Second, the foolish builder. Look at verse 49, "But the one who hears my words and does not put them into practice is like a man who built a house on the ground without a foundation. The moment the torrent struck that house, it collapsed and its destruction was complete." Those who hear Jesus' words and do not put them into practice are like those who built a house on the ground without a foundation. This foolish builder neglected foundation work, working only on the part of the house one can see. The house built without a foundation perhaps looked the same outwardly as the one built on the foundation. Surely, it cost less and there was a lot less work involved. The foolish builder finished his house early and could relax on his deck and throw a lot of parties. He laughed at the one building on the foundation, saying, "Look at me enjoying life while you are still working on that foundation."

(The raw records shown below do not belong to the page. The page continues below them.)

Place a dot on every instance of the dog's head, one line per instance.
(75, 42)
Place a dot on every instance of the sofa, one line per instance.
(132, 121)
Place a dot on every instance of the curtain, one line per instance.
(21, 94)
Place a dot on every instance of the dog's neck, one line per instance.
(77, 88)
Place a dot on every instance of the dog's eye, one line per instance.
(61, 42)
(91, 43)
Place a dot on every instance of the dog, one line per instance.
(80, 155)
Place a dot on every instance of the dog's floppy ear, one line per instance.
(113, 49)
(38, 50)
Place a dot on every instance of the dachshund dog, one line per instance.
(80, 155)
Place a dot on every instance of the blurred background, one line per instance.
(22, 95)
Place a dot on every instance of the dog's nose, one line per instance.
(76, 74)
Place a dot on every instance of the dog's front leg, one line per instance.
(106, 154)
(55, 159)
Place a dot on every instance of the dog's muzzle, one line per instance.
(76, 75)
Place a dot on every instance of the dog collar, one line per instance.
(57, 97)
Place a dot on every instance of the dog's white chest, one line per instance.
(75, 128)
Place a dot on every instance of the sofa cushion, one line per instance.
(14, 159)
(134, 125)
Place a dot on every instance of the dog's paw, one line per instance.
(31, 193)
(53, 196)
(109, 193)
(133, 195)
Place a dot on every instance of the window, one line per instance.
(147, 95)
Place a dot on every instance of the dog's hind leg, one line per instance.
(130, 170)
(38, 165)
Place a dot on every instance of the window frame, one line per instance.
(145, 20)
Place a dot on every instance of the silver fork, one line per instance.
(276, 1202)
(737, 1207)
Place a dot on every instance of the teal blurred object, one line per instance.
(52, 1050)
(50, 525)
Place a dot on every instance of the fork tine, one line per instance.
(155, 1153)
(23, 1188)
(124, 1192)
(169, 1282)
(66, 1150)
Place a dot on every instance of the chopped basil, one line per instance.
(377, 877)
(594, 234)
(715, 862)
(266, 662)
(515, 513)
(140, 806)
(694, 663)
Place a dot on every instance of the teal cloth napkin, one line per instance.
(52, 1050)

According to verse 49, the foolish builder is one who hears Jesus' words, but does not put them into practice. He does not obey Jesus' teachings at all. He has superficial Bible study and doesn't bother to get up early to pray. He barely reads his Bible nor writes testimonies. He just shows up to church on Sunday and hangs out with his friends, but there is no struggle to really repent from his heart. He never accepts one word of Jesus deeply into his heart nor puts Jesus' word into practice with his own personal faith. He is building a house, but it is without a foundation. Perhaps the house can last for a while, looking good on the outside. Perhaps no one can tell there is something wrong with the house. But, he cannot fool God. The Lord sees that there is no foundation.

What happened to the foolish builder's house? Look at verse 49b. "The moment the torrent struck that house, it collapsed and its destruction was complete." The flood eventually comes to the foolish builder's house, but there is no foundation to hold it firm against the flood. His house collapsed quickly and was swept away by the torrents and completely destroyed. The foolish builder could not withstand the destructive torrents of life or the final torrent of death and God's judgment.

There is a famous movie star who looks like he has a well-built house. He has money, fame, a beautiful wife and six kids. But, recently, when he was asked by a reporter if he believed in God, he replied, "No, no, no!" I'm probably 20 per cent atheist and 80 per cent agnostic. I don't think anyone really knows. You'll either find out or not when you get there, until then there's no point thinking about it." Sadly, with this view, his house will crash and be completely destroyed someday by a torrent, perhaps by falling into a big pit.

From the parable of the wise and foolish builders, Jesus teaches that only when we build our lives on the foundation of Jesus, we can stand the storms of life and even God's judgment. Are you a wise builder or a foolish builder? Jesus wants us to be wise builders, not foolish builders. From today's passage we could see that Jesus is focused on our hearts, whether our hearts are right with him. Then, we can hear Jesus' words and put them into practice. May God help us to be wise builders who lay on the foundation of Jesus the Rock so that we can hear Jesus' words and obey them from our hearts.